Akash R Nilugal, Kunal Kapoor

English Session 2021-08-06 16:10 GMT+8  (ROOM : B) #bigdata

Data in the 21st Century is like Oil in the 18th Century: an immensely, untapped valuable asset if processed in an intelligent way. Storage and Analysis of Big Data can be challenging and expensive both in terms of cost and time. Analytical solutions need to keep adapting themselves to keep up with the challenge of exponential data growth rate. Apache CarbonData is a unified storage solution + File Format which aims to optimize the query performance thus decreasing the analytical cost. Apache CarbonData has been adapted by 100+ open source users. In databases, one of the major features is indexes, which basically helps to query without having to scan every row. Taking inspiration from the same concept Apache CarbonData supports custom indexes like min/max, bloom, Lucene, Secondary Index, and Materialized Views for faster row level updates, deletes, OLAP and point queries. This presentation emphasizes on CarbonData’s custom index architecture + Distributed Index Cache Server which helps to provide faster query results, the future challenges and scope.

Speakers:

Akash R Nilugal: I am Apache carbondata PMC and Committer and Working as Senior Technical Lead at Cloud and AI/data platform team of Banglore Research center, Huawei. I have been working on Bigdata and mainly Apache carbondata for 5 years now and have worked and interested in areas like index support on bigdata, Materialized Views, CDC on bigdata, Spark SQL query optimizations, Spark structured streaming, data lake and data warehouse functionality, trino.cCurrently I am working on Carbondata CDC.

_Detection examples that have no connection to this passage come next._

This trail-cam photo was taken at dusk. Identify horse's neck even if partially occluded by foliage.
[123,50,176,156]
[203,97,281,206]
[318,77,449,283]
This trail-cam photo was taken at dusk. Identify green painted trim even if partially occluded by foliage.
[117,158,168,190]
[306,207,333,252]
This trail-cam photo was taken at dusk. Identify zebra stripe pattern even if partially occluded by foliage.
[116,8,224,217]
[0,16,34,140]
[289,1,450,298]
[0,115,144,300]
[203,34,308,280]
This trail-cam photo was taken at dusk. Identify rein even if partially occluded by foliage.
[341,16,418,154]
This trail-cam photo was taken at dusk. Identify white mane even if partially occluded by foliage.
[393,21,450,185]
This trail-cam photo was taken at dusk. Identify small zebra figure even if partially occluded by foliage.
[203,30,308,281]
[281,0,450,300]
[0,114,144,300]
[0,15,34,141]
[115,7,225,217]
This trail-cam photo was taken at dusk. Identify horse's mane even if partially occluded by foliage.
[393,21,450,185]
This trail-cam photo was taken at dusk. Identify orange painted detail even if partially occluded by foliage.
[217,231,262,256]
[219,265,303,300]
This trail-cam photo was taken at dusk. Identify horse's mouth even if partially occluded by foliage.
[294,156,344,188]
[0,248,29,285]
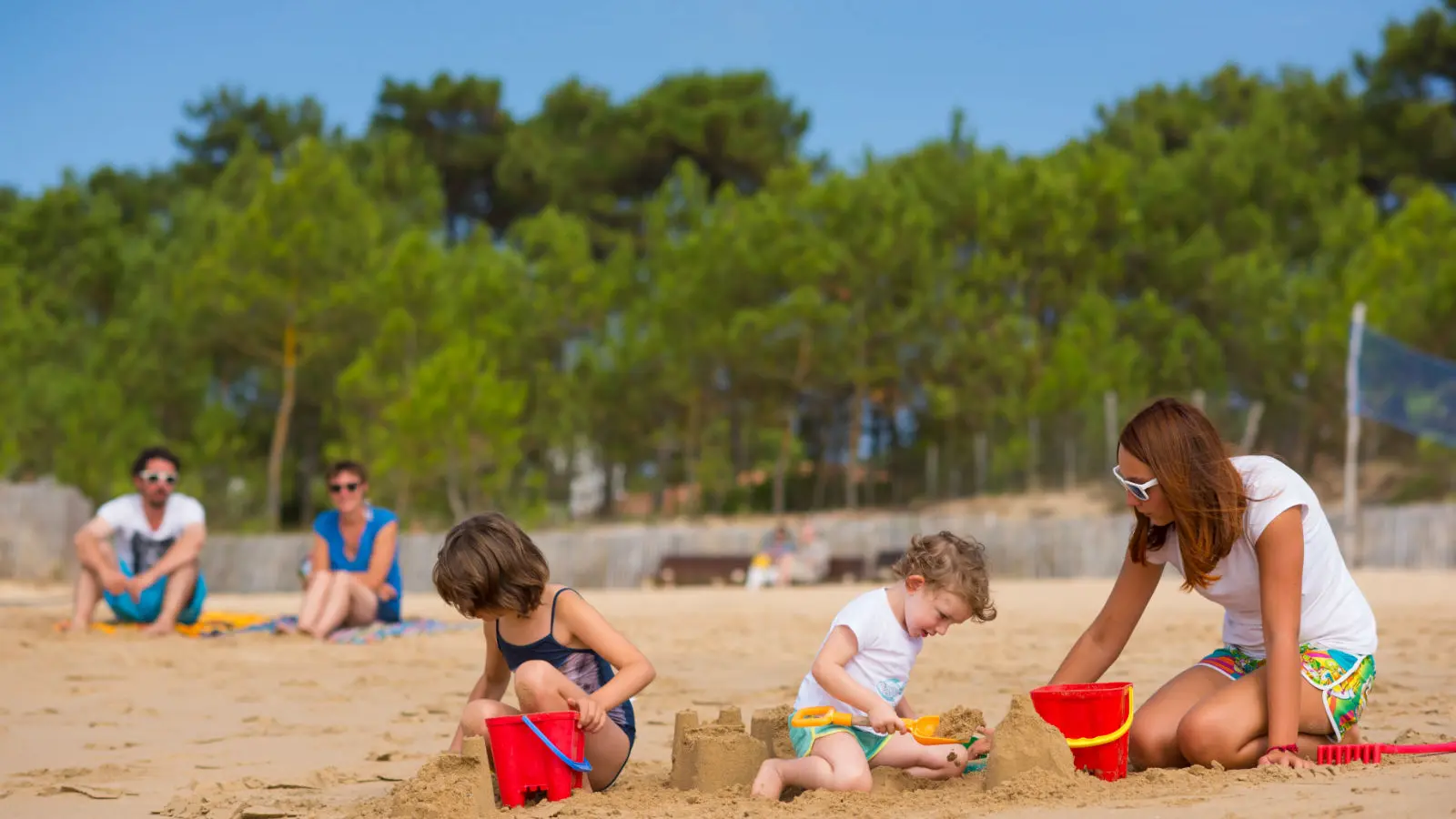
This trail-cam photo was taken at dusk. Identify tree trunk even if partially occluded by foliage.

Kunal Kapoor: I am Apache carbondata PMC and Committer and Working as System Architect at Cloud and AI/data platform team of Banglore Research center, Huawei working on Bigdata technologies like Apache carbondata, Apache spark, Apache hive for 5 years now. Some of the major features include distributed index cache server, Hive + Carbondata integration, Pre-aggregation support, S3 support for carbondata, Secondary index on carbondata, Spark SQL query optimization in carbondata.